Denholm’s work life has taken its own unique path, with former careers including mariner, commercial diver, and shipboard medic. He’s also a surf ambassador for Patagonia, 1% for the Planet, and Save The Waves Coalition. And he plays a mentorship role with young adaptive surfers. “I advise on training, and I’ve talked people off the ledge, literally,” he says. “I feel it’s a calling and a duty.”

These days, he focuses on two things: leasing firefighting engines as a USFS firefighting contractor, and as founder and CEO of Atira Systems, makers of Strong Water technology, a top-performing, biodegradable, non-toxic fire suppressant.

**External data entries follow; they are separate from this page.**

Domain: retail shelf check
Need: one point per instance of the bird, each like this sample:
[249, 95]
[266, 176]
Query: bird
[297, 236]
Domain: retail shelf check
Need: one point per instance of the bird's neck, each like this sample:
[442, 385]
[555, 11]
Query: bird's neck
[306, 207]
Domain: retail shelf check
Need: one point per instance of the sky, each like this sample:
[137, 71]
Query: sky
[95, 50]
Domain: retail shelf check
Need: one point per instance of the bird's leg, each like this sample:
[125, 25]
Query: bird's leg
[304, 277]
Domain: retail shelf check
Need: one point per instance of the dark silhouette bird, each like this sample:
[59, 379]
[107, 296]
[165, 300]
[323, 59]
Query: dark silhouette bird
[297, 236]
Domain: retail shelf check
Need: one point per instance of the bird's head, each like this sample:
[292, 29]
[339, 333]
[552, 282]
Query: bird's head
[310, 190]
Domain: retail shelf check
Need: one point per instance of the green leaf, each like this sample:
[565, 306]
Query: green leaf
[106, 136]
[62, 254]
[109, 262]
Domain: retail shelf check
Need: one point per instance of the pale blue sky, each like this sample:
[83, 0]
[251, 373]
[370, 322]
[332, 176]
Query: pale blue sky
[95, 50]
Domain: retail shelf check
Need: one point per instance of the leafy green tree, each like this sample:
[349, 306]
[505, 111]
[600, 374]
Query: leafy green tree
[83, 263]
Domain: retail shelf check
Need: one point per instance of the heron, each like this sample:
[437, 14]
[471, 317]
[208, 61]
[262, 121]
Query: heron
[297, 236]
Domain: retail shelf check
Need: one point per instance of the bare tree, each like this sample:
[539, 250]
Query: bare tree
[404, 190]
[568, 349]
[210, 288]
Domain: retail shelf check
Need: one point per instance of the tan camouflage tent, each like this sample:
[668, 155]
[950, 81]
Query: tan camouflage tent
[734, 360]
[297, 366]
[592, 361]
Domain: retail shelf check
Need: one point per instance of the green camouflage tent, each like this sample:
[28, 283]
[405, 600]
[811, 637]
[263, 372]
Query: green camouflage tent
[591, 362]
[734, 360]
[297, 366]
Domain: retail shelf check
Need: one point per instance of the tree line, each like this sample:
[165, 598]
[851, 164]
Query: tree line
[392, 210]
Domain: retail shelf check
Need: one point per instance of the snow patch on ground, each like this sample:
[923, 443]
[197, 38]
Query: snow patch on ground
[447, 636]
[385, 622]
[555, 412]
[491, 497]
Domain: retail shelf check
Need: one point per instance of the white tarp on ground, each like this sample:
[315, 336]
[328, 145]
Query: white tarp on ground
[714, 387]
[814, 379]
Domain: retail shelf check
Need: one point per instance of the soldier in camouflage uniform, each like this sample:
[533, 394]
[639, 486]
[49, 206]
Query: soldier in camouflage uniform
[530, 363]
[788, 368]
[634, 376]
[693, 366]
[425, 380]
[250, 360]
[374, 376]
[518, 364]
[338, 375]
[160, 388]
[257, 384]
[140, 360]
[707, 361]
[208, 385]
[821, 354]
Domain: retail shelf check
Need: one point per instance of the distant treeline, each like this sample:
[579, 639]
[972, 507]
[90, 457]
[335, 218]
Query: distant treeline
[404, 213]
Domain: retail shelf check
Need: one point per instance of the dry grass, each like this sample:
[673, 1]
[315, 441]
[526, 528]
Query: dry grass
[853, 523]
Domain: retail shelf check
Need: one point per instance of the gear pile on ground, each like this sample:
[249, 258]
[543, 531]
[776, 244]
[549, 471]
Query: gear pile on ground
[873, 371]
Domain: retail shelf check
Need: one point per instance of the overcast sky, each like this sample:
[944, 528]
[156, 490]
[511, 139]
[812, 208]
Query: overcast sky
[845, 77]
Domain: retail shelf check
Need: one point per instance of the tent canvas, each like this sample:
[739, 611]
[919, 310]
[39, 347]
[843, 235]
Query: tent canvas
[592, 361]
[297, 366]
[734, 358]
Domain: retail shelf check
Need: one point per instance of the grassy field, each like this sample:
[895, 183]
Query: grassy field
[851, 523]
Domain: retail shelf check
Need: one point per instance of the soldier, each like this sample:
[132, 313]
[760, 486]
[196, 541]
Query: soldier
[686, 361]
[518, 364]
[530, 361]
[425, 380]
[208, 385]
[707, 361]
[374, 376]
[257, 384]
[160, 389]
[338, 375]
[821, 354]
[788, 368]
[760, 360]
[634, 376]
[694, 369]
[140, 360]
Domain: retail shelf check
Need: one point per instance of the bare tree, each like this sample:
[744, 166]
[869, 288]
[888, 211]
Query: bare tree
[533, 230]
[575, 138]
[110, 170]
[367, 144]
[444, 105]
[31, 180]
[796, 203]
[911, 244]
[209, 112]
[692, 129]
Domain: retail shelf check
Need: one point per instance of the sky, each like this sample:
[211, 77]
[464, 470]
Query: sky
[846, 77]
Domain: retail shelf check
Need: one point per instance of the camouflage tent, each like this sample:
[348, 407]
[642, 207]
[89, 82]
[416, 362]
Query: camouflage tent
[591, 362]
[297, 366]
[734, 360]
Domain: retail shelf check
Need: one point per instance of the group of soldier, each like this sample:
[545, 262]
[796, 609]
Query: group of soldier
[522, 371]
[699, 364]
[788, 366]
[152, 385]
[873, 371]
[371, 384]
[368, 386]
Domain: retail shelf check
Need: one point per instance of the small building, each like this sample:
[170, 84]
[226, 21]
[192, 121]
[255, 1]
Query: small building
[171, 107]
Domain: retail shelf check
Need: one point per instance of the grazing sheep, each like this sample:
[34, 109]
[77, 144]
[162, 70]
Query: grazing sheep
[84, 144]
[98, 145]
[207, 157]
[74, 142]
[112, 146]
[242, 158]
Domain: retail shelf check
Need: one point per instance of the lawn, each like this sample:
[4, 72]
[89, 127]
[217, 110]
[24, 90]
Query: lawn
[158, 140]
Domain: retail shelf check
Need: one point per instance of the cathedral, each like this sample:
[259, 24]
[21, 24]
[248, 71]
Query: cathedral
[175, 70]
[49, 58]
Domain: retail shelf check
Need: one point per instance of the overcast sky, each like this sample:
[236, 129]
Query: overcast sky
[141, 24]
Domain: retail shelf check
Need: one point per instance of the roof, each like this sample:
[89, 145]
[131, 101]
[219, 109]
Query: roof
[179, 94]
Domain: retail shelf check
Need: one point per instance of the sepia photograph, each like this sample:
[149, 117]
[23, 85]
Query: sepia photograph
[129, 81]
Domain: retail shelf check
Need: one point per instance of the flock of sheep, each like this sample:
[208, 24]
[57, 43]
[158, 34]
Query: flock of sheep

For the last 10 years, he’s developed and produced the water technology designed to take on the mega-wildfires that are ravaging the planet (including one threatening his own California backyard, at the time of press). He’s getting inquiries from around the world including Australia, which recently made headlines for its immense firestorms (in February 2020, in New South Wales, 17 million hectares burned and 2,500 structures were destroyed). In anticipation of these new fires, he’s working with the Australian government for solutions, including using cannons to blast his fire suppressant product into firestorms.

“I’m hell-bent on getting the industry to adopt new tactics to stop these super fires,” he says. “That’s where my singular focus is. That’s been the hardest thing I’ve tried to do.”